Kelli Keyes

How to make long-term changes from a short nutrition challenge

Every year we do a nutrition challenge as part of a fat loss contest. Participants follow a series of guidelines that progress as the weeks go by, and many of them make some pretty dramatic changes to their body in a relatively short period of time.

This approach is not without its drawbacks. Short-term rule following is difficult to transform into long-term “unconsciously competent” habitual behavior. The encouragement of the former can even impair development of the latter.

The physical changes you make in a 4 or 8-week nutrition challenge will be temporary unless the process also informs knowledge and behavior that lasts long after the guidelines are no longer taped to your refrigerator.

In this sense, the most valuable part of the nutrition challenge is what happens in your mind, not what it does to your body.

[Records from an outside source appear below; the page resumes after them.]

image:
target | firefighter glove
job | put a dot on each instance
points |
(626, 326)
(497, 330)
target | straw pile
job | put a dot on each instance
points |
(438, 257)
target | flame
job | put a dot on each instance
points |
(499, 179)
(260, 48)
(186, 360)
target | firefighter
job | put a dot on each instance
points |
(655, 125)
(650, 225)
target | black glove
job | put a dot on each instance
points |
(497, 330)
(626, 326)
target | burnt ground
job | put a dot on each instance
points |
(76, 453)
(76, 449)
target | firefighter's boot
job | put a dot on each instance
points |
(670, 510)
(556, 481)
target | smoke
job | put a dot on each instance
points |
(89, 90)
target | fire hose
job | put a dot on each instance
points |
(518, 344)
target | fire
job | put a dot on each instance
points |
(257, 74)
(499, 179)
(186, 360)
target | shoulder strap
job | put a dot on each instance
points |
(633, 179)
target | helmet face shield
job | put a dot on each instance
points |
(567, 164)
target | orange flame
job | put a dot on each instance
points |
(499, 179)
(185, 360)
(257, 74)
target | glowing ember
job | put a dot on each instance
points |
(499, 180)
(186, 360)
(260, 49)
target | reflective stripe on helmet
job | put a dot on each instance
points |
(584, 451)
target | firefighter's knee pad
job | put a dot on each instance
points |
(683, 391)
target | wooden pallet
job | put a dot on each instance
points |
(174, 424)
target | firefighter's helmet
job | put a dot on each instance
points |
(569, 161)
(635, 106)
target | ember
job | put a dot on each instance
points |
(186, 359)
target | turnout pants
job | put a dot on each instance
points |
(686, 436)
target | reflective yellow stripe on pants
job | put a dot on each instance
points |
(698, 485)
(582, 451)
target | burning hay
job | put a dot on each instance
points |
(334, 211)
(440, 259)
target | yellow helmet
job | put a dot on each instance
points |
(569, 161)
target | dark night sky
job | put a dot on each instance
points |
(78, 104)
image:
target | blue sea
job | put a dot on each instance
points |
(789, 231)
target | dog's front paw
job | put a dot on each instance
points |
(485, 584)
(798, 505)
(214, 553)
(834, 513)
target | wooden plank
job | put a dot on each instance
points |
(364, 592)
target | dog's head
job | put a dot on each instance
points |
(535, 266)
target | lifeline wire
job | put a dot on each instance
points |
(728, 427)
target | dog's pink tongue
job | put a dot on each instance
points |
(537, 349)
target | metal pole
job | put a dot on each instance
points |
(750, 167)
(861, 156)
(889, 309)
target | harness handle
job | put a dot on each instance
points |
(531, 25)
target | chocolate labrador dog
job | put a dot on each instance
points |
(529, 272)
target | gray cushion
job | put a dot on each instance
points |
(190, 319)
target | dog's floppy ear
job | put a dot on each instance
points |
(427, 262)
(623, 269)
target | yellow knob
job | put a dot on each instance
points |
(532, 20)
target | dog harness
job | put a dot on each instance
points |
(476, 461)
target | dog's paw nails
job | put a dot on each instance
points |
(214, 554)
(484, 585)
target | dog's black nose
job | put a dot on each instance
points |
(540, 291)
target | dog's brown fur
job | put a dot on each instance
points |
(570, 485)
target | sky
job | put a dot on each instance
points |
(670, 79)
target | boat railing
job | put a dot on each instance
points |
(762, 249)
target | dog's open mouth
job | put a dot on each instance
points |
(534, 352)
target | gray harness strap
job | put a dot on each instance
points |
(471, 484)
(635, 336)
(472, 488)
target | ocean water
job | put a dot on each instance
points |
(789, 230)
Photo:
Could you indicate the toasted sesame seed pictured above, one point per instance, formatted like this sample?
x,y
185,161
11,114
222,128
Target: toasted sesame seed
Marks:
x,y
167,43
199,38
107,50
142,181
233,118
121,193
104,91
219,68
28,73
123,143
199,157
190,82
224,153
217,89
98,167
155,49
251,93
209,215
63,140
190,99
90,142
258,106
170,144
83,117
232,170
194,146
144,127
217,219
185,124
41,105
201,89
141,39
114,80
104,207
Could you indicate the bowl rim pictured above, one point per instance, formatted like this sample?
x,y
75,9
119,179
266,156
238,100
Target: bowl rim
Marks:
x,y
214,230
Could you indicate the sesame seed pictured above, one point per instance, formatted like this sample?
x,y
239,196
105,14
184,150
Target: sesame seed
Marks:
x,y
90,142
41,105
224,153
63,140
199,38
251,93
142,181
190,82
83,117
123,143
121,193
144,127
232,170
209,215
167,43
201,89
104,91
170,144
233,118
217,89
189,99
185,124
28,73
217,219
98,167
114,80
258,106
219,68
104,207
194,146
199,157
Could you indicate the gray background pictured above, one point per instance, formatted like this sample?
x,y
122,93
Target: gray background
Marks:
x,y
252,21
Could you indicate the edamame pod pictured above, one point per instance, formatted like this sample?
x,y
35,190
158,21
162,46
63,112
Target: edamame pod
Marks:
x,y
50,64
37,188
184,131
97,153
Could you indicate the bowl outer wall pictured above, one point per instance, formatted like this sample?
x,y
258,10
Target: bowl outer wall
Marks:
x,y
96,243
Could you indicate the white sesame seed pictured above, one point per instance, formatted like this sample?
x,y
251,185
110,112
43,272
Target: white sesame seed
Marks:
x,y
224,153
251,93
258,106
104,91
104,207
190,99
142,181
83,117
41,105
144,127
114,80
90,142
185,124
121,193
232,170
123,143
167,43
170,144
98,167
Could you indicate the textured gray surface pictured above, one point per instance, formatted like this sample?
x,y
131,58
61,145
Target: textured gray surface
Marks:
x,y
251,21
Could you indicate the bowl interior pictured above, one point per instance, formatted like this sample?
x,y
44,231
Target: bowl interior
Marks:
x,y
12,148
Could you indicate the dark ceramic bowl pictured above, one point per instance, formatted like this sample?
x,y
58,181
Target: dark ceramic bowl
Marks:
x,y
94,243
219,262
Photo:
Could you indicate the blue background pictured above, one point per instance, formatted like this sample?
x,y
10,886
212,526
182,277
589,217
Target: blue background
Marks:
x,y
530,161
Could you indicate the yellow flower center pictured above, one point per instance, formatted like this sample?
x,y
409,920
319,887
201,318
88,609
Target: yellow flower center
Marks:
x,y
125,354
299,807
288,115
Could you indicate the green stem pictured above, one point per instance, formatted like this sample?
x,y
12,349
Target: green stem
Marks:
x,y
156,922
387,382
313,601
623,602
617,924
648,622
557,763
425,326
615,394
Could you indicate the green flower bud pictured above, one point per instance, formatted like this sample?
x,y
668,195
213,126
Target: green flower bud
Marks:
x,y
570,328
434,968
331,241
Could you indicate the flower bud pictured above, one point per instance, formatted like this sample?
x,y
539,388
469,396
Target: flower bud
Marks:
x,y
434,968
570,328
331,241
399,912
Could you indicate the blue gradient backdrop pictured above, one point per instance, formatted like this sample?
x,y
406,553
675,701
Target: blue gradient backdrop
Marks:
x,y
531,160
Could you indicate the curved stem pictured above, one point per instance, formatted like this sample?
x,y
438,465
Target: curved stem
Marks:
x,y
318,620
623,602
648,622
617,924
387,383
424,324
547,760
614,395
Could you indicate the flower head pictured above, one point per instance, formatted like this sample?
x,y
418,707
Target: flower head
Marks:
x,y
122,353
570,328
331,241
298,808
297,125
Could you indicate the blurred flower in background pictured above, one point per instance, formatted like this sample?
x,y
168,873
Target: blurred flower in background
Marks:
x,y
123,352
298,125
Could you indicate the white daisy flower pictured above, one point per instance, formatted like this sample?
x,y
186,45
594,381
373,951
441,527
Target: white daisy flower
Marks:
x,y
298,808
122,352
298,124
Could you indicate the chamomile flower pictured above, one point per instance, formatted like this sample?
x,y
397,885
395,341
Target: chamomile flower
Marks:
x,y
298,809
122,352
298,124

The physical transformation is always transient, but changes in perspective are usually not. The extent of what you learn – the changes in knowledge and awareness that you make – are determined by what you pay attention to.

The central premise of our nutrition challenge is to eat only things that you do or feasibly could make yourself, from food that you can recognize. Meaning plants and animals. Things that come from the soil, swim in water or fly around.

It’s basically the Don’t Eat Shitty Food Diet ™.

This sounds simple in practice, but inevitably produces a landslide of technical questions and rule-beating behavior.

“What if the brownies are ‘paleo?”

“Can I just do protein shakes all day?”

“Is LaCroix water ok to drink?”

This last one: LaCroix water, is a good marker for the divide between short-term physical impacts over longer-term mental/emotional processes.

LaCroix is a brand of fizzy water with “natural” yet unspecified proprietary flavoring and something around zero calories.

Now, the immediate nutritional distinctions here are insignificant in the short term. Will LaCroix water make you gain fat or get sick if you drink it for a week or two? No.

If that’s all you’re concerned about, it’s fine.

Keep in mind, however, that short-term rule-following won’t produce long-term behavior change, and that lifelong health and fitness will be a permanent struggle without those changes.

From that point of view, the behavioral components here are more important than the short-term nutritional impacts. You can think of this “nutrition challenge” as a way to gain awareness around your relationships with food.

In particular, look for instances of dependency and reflexive, automatic decision-making. Become curious about how your consumer behavior has been funneled so that you’re emotionally reliant on an industrially-manufactured product to satisfy some combination of thirst, hunger and boredom.

These feelings put you in a place in which your impulsive drive is to seek these products as a remedy.

The important question to ask here is “Why?”

What need is being met by this product? What job is being done? How could this story be different?

The actual outcome, whether you decide you need to drink some artificially-flavored fizzy water to feel better or not, isn’t as important as using the tension this decision produces to gain some insight into why you eat and drink the things that you do.

It’s knowing that a decision is being made, that there are alternatives to that decision, and that a series of largely deliberate factors (on the part of an industrial food system and the marketing divisions thereof) have led you to make that decision, preferably unconsciously.

Many industries are built on convincing people that they need to purchase the ability to do something. That you can’t go jogging without special clothes and a fanny pack full of exercise candy with three different water bottles. That you can’t go hiking without a $400 stop at REI for the right outfit and specially-formulated snacks that enable you to walk up a hill.

It’s all nonsense, of course.

When it comes to buying little cans of flavored fizzy water, you could just as easily make your own carbonated water with a gadget like a Sodastream and add your own flavoring, by squeezing some lemon or lime into it.

What you’ll notice, though, is that carbonated water plus freshly squeezed lemon does not taste all that much like the “naturally-flavored” lemon-esque beverage you can buy in a store, and that you may have developed a preference for the manufactured, artificial version.

Examining the basis for this preference is what matters.

Again, whichever you choose isn’t important within the confines of a short nutrition challenge. But, there are long-term implications both with the products themselves and in how that decision-making echoes through the rest of your eating behavior.

The part of this that requires awareness and examination is why you’ve developed this automatic preference, and if you feel that it’s best to maintain it or change it, and if the same thing happens elsewhere.

What you reflexively do in one instance is quite likely the basis of what you instinctively do in every other comparable situation.

For nutrition challenges like these, those 30 days are about looking more closely at what those impulses and decisions are, becoming more aware of the process, and always asking why.